Все это время Шимшон смотрел на лицо командира. Он никогда не видел его без шлема, хотя служил с этим человеком уже три года. Нос и верхняя губа Таба-Ашшура были срезаны до самого черепа и зубов, обнажая белую кость.
— Да, мой командир, — ответил сотник, опуская глаза.
Таба-Ашшур попытался усмехнуться, понимая, что смутило старого воина, но эта гримаса еще больше обезобразила его лицо.
— Эламский меч. Не думал, что тебя чем-то можно удивить. Выпьешь вина?
— С удовольствием, мой командир.
Они выпили. Таба-Ашшур стал интересоваться всего ли в достатке, провизии, вина, пива, одеял, как настроение среди солдат, — он ценил этого опытного воина, — под конец спросил о Мароне.

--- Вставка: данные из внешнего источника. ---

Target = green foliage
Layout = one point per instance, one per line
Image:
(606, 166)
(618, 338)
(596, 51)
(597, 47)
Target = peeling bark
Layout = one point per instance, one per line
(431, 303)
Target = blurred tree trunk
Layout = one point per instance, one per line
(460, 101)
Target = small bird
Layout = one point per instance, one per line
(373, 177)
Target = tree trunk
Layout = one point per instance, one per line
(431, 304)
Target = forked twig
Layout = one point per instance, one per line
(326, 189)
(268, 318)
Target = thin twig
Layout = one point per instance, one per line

— Знаю только, что он жив и где-то в плену у киммерийцев, — нахмурившись, ответил Шимшон.
«Скверно, что командир именно сейчас, перед боем, напомнил ему о его младшем. Как теперь не бояться и за других сыновей?»
Час спустя кисир Таба-Ашшура вышел из ассирийского лагеря и занял исходные позиции.

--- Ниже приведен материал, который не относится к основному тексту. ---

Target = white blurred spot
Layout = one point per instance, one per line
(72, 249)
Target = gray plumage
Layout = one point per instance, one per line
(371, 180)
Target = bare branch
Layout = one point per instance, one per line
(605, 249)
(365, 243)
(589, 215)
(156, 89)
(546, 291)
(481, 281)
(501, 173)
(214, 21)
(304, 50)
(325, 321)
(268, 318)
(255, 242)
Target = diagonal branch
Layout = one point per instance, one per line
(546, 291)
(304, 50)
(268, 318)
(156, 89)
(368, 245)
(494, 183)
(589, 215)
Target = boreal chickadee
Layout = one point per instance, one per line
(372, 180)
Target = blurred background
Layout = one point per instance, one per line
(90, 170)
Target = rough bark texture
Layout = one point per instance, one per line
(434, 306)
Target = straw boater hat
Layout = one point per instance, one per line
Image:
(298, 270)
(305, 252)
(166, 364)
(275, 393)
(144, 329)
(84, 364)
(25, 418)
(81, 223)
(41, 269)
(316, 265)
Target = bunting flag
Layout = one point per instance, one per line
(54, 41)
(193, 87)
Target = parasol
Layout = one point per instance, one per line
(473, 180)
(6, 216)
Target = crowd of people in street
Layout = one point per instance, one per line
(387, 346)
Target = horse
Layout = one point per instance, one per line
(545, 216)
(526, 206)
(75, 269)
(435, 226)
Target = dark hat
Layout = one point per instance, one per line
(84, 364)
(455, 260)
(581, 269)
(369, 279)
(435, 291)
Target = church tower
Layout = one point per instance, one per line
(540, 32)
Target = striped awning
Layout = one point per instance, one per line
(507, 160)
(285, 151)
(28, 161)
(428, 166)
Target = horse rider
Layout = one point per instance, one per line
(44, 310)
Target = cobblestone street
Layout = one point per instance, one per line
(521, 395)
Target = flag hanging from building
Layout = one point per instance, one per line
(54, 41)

Туман к этому времени стал только гуще, и это было на руку атакующим.
Шимшон обошел свою сотню, осматривая амуницию: кого-то заставил подтянуть ремень, кого-то — заменить снаряжение, предупреждал: «Чтоб без единого звука мне! Услышу, как бряцает чей-то меч о доспехи, или кто-то гремит щитом — заставлю жрать собственное дерьмо!»
Потом приказал сделать двадцать шагов вперед. Не строем. Каждый сам по себе. Прислушался. Приказал отступить и снова пройтись.